Employ Scoped Consensus only Where Required

Consensus is a very common mechanism that implicitly underlies almost all traditional and cloud native software: it is the ability to create a strongly consistent data model, e.g. in a relational database. Creating consensus between computers is the act of asking a group of them to take a decision — for example on what the next database transaction shall be — and using an algorithm between them that ensures that all computers come to the same decision, modulo those that fail in the process. From this description it is obvious that waiting for such a group decision breaks the autonomy demanded by local-first cooperation (not to mention it is impossible to create a consensus algorithm that successfully concludes under all circumstances, as proven by the FLP result).
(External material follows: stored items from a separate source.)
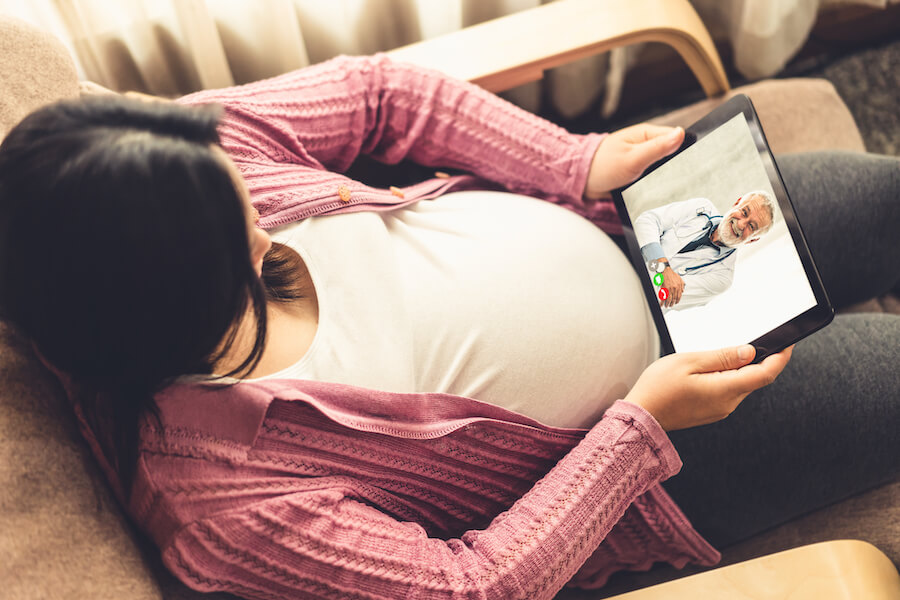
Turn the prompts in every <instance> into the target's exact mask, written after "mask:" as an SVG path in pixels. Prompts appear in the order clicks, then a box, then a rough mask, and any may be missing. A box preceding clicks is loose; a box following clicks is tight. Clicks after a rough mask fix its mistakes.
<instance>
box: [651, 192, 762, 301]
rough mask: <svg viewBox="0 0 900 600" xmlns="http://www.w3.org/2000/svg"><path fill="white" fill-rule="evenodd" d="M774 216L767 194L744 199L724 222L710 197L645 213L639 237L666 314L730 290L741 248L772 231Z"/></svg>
mask: <svg viewBox="0 0 900 600" xmlns="http://www.w3.org/2000/svg"><path fill="white" fill-rule="evenodd" d="M775 214H776V213H775V199H774V198H773V197H772V196H771V194H769V193H768V192H764V191H756V192H749V193H747V194H744V195H743V196H741V197H740V198H738V199H737V201H735V203H734V206H733V207H732V209H731V211H729V212H728V214H727V215H725V216H724V217H723V216H722V215H720V214H719V211H718V210H717V209H716V207H715V206H713V203H712V202H710V201H709V200H707V199H706V198H693V199H691V200H684V201H682V202H673V203H671V204H666V205H664V206H661V207H659V208H654V209H651V210H647V211H644V212H643V213H641V215H640V216H639V217H638V218H637V219H635V221H634V233H635V236H636V237H637V240H638V244H639V245H640V247H641V253H642V254H643V256H644V260H645V261H646V263H647V267H648V268H649V269H650V273H651V276H652V277H654V283H656V287H657V289H658V290H659V294H658V295H659V299H660V306H662V307H663V310H664V312H665V311H666V309H672V310H683V309H685V308H691V307H694V306H702V305H704V304H706V303H707V302H709V301H710V300H712V298H713V297H714V296H716V295H717V294H721V293H722V292H724V291H725V290H727V289H728V288H729V287H731V281H732V279H733V278H734V264H735V261H736V260H737V256H736V254H737V251H738V248H739V247H740V246H742V245H744V244H749V243H752V242H755V241H757V240H758V239H759V238H760V237H762V236H763V235H764V234H765V233H766V232H767V231H769V229H770V228H771V227H772V222H773V221H774V217H775Z"/></svg>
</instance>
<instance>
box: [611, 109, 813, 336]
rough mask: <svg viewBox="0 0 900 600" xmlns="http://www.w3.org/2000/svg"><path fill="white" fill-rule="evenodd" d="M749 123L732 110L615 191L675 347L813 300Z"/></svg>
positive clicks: (782, 194)
mask: <svg viewBox="0 0 900 600" xmlns="http://www.w3.org/2000/svg"><path fill="white" fill-rule="evenodd" d="M754 127H755V124H754V125H753V126H751V124H749V123H748V121H747V118H746V117H745V115H744V114H743V113H738V114H737V115H735V116H733V117H731V118H730V119H728V120H727V121H725V122H724V123H722V124H720V125H718V126H717V127H716V128H715V129H713V130H711V131H709V132H703V135H702V137H699V139H697V140H696V141H695V142H694V143H693V144H691V145H690V146H689V147H687V148H686V149H684V150H683V151H682V152H680V153H679V154H677V155H676V156H674V157H673V158H672V159H670V160H668V161H667V162H665V163H663V164H662V165H660V166H659V167H658V168H656V169H654V170H653V171H652V172H650V173H648V174H647V175H645V176H644V177H642V178H641V179H639V180H638V181H637V182H635V183H634V184H632V185H631V186H629V187H627V188H625V189H623V190H621V192H620V193H621V199H622V201H623V203H624V206H625V210H626V211H627V215H628V218H629V220H630V222H631V225H632V227H633V230H634V236H635V237H636V239H637V245H638V246H639V247H640V253H641V260H642V261H643V264H642V269H643V271H642V273H643V274H644V275H646V277H647V278H648V280H649V281H650V284H651V285H652V289H653V293H654V301H655V302H656V303H657V304H659V305H661V312H662V318H663V320H664V321H665V326H666V329H668V334H669V337H670V338H671V345H672V346H673V347H674V350H675V351H676V352H687V351H697V350H711V349H715V348H722V347H726V346H733V345H737V344H744V343H750V342H752V341H754V340H756V339H757V338H760V337H761V336H763V335H764V334H766V333H768V332H770V331H772V330H774V329H776V328H778V327H779V326H781V325H782V324H784V323H787V322H788V321H790V320H791V319H793V318H795V317H797V316H798V315H801V314H802V313H804V312H805V311H807V310H809V309H810V308H812V307H814V306H816V303H817V302H816V296H815V294H814V293H813V289H812V287H811V286H810V282H809V280H808V278H807V275H806V272H805V270H804V265H803V263H802V261H801V258H800V256H799V255H798V252H797V250H796V249H795V246H794V242H793V240H792V236H791V232H790V231H789V228H788V225H787V223H786V221H785V215H784V214H783V211H782V208H781V206H780V205H779V204H780V201H781V202H782V203H786V209H787V211H788V212H789V216H788V218H789V219H794V216H793V211H792V210H791V208H790V201H789V200H788V199H787V197H786V193H785V192H784V188H783V186H781V184H780V179H777V177H778V176H777V171H776V170H775V169H774V166H773V165H772V162H771V158H770V156H769V154H768V149H767V147H766V146H765V142H764V141H763V138H762V134H761V132H759V131H758V130H757V131H756V132H754V131H753V130H752V128H754ZM754 133H756V137H755V138H754ZM767 162H768V165H767ZM767 166H768V167H769V168H768V169H767ZM773 174H774V177H775V178H776V180H775V181H773V180H772V175H773ZM773 184H774V187H773ZM775 187H778V188H780V189H778V190H777V191H776V189H774V188H775ZM635 262H636V263H637V260H635ZM666 262H668V267H669V270H664V269H665V266H666ZM667 277H668V280H666V279H667ZM679 279H680V281H679ZM681 283H683V287H681V286H680V284H681ZM680 287H681V289H680V290H679V288H680ZM676 298H677V302H676ZM666 304H672V306H665V305H666ZM657 319H658V317H657Z"/></svg>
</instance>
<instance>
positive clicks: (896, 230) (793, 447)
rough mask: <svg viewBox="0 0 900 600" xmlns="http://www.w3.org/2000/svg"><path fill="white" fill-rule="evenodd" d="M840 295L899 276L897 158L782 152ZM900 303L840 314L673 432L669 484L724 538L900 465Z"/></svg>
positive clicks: (783, 515) (899, 231)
There are use-cases, though, that require consensus: consider having two rockets on Mars capable of intercepting and destroying an incoming meteorite, and an algorithm that needs to launch exactly one of those when armageddon looms (because the other rocket will be needed soon thereafter). Or, in less dramatic terms, sending an invoice exactly once for the goods that just left the factory. In these cases consensus needs to be used to decide which particular computing device shall perform the external effect of launching the rocket or sending the invoice — because having only a single on would be a single point of failure.

When consensus is needed in local-first cooperation, it is established only between those devices that need to agree on a single outcome, and only for those decisions that require it. The result is then communicated as facts so that applications elsewhere may react to it in a fully autonomous fashion again, without spreading the need for consensus throughout the whole system.